Coalition govt reached in Austria signals shift to right

December 15, 2017
Heinz-Christian Strache, left, chairman of the right-wing Freedom Party, FPOE, at a press conference with Foreign Minister and leader of the Austrian People's Party, OEVP, Sebastian Kurz, after forming a new coalition government in Vienna, Austria, Friday, Dec. 15, 2017. (AP Photo/Ronald Zak)

BERLIN (AP) — Conservative and nationalist parties in Austria reached a deal on Friday to form a new coalition government that will shift the country to the right and make 31-year-old Sebastian Kurz Europe’s youngest leader.

Kurz’s conservative Austrian People’s Party finished first in the country’s Oct. 15 election. It then embarked on coalition talks with the right-wing Freedom Party, led by Heinz-Christian Strache.

The two leaders gave few details late Friday as they announced their agreement in Vienna, saying they would talk at greater length after presenting their plans to President Alexander Van der Bellen on Saturday. They took no questions from reporters.

Kurz, who will be the new chancellor, said the new government would work to reduce Austrians’ tax burden, strengthen the economy and “above all, we want to ensure more security in our country, including by fighting illegal immigration.”
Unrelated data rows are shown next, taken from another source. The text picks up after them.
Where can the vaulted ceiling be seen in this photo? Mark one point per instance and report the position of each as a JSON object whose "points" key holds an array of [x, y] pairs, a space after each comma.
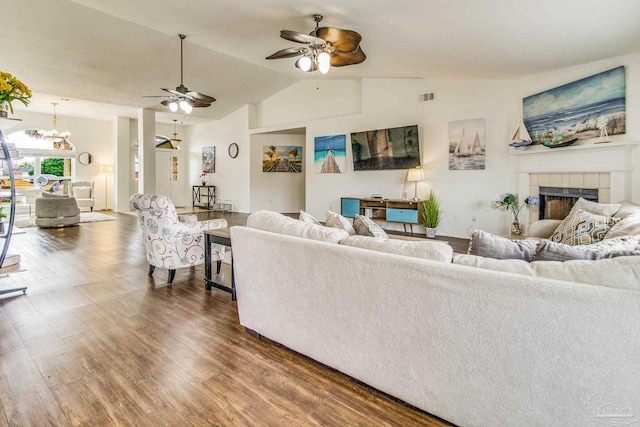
{"points": [[105, 55]]}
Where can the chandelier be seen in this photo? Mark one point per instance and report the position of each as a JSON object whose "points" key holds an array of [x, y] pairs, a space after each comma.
{"points": [[59, 139]]}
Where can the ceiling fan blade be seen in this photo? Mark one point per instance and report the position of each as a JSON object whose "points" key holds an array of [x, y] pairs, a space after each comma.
{"points": [[342, 40], [289, 52], [201, 97], [314, 67], [295, 36], [340, 59]]}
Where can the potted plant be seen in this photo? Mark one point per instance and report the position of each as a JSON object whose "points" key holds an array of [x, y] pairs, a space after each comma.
{"points": [[431, 214]]}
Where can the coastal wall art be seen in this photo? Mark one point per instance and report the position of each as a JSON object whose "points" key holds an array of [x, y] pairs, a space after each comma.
{"points": [[208, 159], [395, 148], [587, 108], [330, 154], [282, 158], [467, 144]]}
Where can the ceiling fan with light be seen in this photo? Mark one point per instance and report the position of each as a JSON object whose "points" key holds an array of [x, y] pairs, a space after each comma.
{"points": [[182, 98], [324, 47]]}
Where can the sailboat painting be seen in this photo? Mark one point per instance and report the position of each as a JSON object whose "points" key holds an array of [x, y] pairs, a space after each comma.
{"points": [[521, 137], [330, 154], [467, 144]]}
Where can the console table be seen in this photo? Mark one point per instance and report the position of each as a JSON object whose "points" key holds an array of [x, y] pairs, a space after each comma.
{"points": [[203, 196], [390, 210]]}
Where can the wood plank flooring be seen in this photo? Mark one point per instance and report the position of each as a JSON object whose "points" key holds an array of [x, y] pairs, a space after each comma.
{"points": [[97, 342]]}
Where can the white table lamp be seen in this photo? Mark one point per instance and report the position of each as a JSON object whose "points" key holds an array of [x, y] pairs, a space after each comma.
{"points": [[415, 175]]}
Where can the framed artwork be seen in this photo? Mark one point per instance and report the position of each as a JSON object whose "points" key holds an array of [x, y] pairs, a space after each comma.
{"points": [[208, 159], [587, 108], [330, 154], [381, 149], [282, 158], [467, 144]]}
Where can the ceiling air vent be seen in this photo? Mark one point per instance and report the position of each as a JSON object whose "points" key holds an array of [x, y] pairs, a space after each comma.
{"points": [[429, 96]]}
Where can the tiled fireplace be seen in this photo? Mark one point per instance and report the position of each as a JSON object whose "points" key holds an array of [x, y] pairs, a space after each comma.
{"points": [[606, 170]]}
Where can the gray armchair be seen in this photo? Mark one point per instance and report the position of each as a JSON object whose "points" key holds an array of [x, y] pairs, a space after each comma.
{"points": [[82, 191]]}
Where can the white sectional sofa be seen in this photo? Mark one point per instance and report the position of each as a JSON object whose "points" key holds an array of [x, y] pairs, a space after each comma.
{"points": [[473, 346]]}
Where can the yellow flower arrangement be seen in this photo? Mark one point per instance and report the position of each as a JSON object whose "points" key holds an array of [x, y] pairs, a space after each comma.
{"points": [[12, 89]]}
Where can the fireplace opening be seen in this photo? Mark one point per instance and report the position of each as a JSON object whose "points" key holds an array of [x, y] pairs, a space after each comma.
{"points": [[556, 202]]}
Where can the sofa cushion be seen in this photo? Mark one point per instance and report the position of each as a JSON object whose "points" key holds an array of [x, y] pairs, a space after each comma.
{"points": [[627, 226], [81, 192], [277, 223], [435, 251], [583, 228], [307, 217], [367, 227], [604, 209], [610, 248], [336, 220], [491, 246], [517, 266], [622, 272]]}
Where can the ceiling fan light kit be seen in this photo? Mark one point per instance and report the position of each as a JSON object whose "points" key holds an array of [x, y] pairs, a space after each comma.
{"points": [[326, 47], [182, 98]]}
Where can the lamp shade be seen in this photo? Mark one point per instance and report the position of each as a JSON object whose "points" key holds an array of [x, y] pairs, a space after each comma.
{"points": [[415, 175], [105, 169]]}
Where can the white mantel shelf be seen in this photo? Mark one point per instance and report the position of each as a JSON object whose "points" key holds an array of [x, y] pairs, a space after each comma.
{"points": [[539, 149]]}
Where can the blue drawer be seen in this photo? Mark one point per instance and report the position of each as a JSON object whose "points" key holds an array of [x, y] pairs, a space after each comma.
{"points": [[349, 207], [402, 215]]}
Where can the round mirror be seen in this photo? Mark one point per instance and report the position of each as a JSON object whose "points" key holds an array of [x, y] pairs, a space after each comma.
{"points": [[85, 158]]}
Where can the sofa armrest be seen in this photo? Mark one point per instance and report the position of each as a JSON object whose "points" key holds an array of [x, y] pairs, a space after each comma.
{"points": [[543, 228]]}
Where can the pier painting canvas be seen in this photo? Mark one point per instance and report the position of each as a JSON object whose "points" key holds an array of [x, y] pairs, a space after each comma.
{"points": [[208, 159], [330, 154], [467, 144], [282, 158], [587, 108], [381, 149]]}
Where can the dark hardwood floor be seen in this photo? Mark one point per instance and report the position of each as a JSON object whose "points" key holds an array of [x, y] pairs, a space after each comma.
{"points": [[95, 341]]}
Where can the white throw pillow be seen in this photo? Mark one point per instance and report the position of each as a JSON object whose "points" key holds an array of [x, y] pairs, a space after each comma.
{"points": [[435, 251], [81, 192], [277, 223], [338, 221], [307, 217]]}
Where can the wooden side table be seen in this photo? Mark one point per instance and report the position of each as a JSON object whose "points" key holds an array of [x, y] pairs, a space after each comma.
{"points": [[220, 236]]}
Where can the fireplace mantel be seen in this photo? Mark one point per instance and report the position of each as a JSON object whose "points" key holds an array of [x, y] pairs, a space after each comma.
{"points": [[617, 163]]}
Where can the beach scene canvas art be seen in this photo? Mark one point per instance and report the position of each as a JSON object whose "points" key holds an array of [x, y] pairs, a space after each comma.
{"points": [[467, 144], [330, 153], [587, 108], [282, 158], [395, 148], [208, 159]]}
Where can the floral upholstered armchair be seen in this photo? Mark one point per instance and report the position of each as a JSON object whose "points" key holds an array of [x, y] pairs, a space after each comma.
{"points": [[173, 241]]}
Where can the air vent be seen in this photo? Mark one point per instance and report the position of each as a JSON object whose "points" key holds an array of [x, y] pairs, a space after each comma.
{"points": [[429, 96]]}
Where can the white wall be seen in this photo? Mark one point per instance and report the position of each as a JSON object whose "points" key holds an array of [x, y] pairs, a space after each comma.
{"points": [[232, 175], [281, 192]]}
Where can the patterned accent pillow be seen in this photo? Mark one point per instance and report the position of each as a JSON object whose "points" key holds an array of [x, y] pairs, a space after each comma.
{"points": [[367, 227], [490, 246], [610, 248], [307, 217], [583, 228], [338, 221]]}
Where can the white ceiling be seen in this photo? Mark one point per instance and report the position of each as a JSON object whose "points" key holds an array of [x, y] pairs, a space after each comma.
{"points": [[104, 55]]}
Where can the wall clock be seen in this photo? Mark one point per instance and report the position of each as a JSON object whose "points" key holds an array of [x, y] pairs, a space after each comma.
{"points": [[233, 150]]}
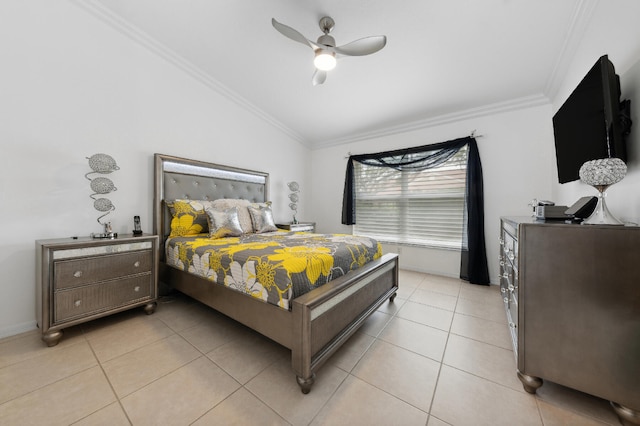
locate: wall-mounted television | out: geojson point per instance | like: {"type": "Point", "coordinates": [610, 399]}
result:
{"type": "Point", "coordinates": [592, 123]}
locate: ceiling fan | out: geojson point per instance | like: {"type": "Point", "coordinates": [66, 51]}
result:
{"type": "Point", "coordinates": [325, 48]}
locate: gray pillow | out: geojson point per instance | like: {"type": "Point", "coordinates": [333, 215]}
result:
{"type": "Point", "coordinates": [223, 223]}
{"type": "Point", "coordinates": [262, 219]}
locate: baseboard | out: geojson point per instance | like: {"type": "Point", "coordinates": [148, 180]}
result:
{"type": "Point", "coordinates": [14, 329]}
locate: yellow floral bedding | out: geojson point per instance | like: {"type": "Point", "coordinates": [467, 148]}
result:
{"type": "Point", "coordinates": [276, 266]}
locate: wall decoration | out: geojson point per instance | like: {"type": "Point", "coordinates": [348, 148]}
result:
{"type": "Point", "coordinates": [102, 164]}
Before the election, both parties campaigned on the need for tougher immigration controls, quick deportations of asylum-seekers whose requests are denied and a crackdown on radical Islam.

Neither leader addressed the new government’s approach to European policy during their brief appearance. Austria will hold the 28-nation European Union’s rotating presidency in the second half of next year.
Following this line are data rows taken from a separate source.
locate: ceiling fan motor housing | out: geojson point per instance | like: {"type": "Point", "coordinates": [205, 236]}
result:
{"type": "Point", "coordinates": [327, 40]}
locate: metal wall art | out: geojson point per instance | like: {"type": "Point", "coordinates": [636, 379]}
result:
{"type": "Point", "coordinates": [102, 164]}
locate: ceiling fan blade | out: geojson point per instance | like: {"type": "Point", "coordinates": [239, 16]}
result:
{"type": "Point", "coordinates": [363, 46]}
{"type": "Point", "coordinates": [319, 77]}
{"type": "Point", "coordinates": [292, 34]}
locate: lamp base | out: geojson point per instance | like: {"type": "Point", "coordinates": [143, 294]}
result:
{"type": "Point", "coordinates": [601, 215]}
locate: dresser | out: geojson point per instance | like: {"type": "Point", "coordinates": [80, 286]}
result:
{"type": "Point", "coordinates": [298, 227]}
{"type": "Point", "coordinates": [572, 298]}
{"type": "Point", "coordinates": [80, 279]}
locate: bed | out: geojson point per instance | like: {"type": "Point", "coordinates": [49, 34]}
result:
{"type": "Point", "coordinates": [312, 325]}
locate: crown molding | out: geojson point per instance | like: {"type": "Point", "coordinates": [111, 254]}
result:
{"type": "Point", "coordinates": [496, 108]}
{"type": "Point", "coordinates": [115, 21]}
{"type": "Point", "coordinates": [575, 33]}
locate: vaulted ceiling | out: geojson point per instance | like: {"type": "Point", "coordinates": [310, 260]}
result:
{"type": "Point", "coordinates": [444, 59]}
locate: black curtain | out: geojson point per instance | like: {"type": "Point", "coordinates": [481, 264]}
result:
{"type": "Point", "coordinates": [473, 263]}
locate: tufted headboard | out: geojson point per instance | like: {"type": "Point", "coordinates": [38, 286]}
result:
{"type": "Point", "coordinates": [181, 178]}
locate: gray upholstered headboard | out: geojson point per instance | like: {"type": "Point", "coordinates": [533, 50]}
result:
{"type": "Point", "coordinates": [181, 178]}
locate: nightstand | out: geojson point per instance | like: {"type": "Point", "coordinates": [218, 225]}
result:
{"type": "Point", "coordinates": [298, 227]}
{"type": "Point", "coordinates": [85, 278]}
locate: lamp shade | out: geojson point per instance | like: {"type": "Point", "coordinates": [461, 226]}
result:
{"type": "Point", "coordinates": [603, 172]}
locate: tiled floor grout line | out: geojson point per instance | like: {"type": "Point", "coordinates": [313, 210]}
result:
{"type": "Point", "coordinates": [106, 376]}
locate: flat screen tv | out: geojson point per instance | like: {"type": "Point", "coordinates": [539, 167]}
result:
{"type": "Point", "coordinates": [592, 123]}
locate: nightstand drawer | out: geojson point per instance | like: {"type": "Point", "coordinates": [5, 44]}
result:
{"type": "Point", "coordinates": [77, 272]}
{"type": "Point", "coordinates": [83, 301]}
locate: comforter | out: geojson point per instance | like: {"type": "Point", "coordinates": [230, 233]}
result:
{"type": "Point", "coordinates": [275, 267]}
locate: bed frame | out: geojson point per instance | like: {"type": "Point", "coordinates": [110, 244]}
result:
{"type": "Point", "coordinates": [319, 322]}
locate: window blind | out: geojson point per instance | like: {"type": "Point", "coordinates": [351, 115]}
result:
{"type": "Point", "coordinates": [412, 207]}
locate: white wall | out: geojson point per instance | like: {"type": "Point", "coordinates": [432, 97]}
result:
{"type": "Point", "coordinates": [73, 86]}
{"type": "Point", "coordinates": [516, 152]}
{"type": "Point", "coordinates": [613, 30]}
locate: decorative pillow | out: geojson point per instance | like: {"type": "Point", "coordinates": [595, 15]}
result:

Kurz has stressed the importance of a pro-European direction, while the Freedom Party traditionally has been strongly euroskeptic.

Kurz is foreign minister in the outgoing government under Chancellor Christian Kern, a center-left Social Democrat. His party has been the junior partner in that government.

Kurz said that Austrians had voted “for change in our country, and we want to ensure this change in the next five years.” He said it also was important to ensure “a new political style in dealing with each other in Austria” after persistent bickering in the old government.